核心概念
Sailor is a family of open language models ranging from 0.5B to 7B parameters, designed to perform well across South-East Asian languages including English, Chinese, Vietnamese, Thai, Indonesian, Malay, and Lao.
摘要
The report presents the development of Sailor, a family of open language models tailored for South-East Asian (SEA) languages. Key insights and techniques used in the development process are discussed:
-
Data Preprocessing:
- Merging adjacent short examples to reconstruct context
- Employing document-level code-switching to improve multilingual performance
- Aggressive data cleaning and deduplication to improve data quality
-
Tokenization:
- Utilizing BPE Dropout to enhance model robustness against minor prompt variations
-
Training:
- Tuning the learning rate to balance performance on English and SEA languages
- Conducting data mixture simulation experiments to optimize the joint loss across all languages
The report also provides details on the data sources used, including high-quality English and Chinese datasets for replay, as well as datasets for SEA languages such as CC100, MADLAD-400, Wikipedia, and OpenSubtitles.
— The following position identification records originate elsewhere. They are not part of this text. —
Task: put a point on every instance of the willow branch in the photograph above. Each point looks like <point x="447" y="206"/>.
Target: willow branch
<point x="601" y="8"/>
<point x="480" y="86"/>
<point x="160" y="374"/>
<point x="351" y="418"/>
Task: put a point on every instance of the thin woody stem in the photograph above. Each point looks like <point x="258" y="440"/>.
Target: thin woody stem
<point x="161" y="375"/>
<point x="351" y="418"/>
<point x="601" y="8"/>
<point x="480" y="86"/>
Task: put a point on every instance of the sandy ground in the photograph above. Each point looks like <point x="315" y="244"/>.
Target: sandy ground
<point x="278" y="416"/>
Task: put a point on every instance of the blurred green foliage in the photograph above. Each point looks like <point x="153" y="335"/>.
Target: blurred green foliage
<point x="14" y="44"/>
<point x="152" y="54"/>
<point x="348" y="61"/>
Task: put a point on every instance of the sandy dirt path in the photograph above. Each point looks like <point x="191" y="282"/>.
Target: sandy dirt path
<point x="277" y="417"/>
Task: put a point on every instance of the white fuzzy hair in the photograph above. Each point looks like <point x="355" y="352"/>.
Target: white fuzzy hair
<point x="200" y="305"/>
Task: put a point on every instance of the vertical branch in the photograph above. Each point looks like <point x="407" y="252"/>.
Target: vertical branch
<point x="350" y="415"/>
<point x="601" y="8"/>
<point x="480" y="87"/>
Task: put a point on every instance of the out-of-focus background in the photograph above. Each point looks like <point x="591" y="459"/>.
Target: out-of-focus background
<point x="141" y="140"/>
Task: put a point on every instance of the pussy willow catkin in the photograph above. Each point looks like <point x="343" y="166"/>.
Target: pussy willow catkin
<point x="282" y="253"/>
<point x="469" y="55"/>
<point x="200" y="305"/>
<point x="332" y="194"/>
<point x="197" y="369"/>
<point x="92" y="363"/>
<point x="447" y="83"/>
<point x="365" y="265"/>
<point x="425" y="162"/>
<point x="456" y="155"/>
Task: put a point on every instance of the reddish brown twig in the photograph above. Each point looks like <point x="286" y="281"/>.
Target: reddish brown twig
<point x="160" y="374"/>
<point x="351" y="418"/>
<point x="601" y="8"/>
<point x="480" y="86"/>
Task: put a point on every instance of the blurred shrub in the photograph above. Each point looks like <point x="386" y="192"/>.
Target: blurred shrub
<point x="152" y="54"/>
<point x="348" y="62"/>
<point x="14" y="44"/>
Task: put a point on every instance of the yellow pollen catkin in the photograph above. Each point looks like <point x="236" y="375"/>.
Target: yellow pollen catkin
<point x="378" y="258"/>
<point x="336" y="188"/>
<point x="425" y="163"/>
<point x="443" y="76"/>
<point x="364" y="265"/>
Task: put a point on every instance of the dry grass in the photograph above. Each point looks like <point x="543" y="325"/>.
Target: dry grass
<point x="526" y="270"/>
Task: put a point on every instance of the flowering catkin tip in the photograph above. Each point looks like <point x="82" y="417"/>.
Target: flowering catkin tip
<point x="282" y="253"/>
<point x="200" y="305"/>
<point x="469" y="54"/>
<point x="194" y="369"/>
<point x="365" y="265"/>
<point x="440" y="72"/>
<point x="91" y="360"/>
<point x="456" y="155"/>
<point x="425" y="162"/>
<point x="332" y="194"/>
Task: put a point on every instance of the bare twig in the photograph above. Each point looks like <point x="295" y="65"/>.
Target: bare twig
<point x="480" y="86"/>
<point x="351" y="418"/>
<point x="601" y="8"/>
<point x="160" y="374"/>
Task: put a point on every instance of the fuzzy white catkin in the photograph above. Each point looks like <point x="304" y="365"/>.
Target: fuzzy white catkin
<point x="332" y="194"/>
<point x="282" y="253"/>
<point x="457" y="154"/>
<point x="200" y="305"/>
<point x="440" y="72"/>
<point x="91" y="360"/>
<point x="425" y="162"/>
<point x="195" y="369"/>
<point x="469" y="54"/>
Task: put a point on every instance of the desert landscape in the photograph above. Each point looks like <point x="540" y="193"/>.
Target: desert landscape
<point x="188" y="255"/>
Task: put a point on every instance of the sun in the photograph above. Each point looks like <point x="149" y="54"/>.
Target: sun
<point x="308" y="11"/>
The preprocessing pipeline, including data normalization, cleaning, and deduplication, is thoroughly described. Finally, the training infrastructure and details are outlined, highlighting the use of Megatron-LLM and TinyLlama codebases for efficient multi-GPU training.
統計資料
The training data for Sailor models consists of 140B high-quality tokens for SEA languages and 60B tokens for replay (English and Chinese).
The effective tokens and equivalent epochs for each language and data source are provided in Table 3.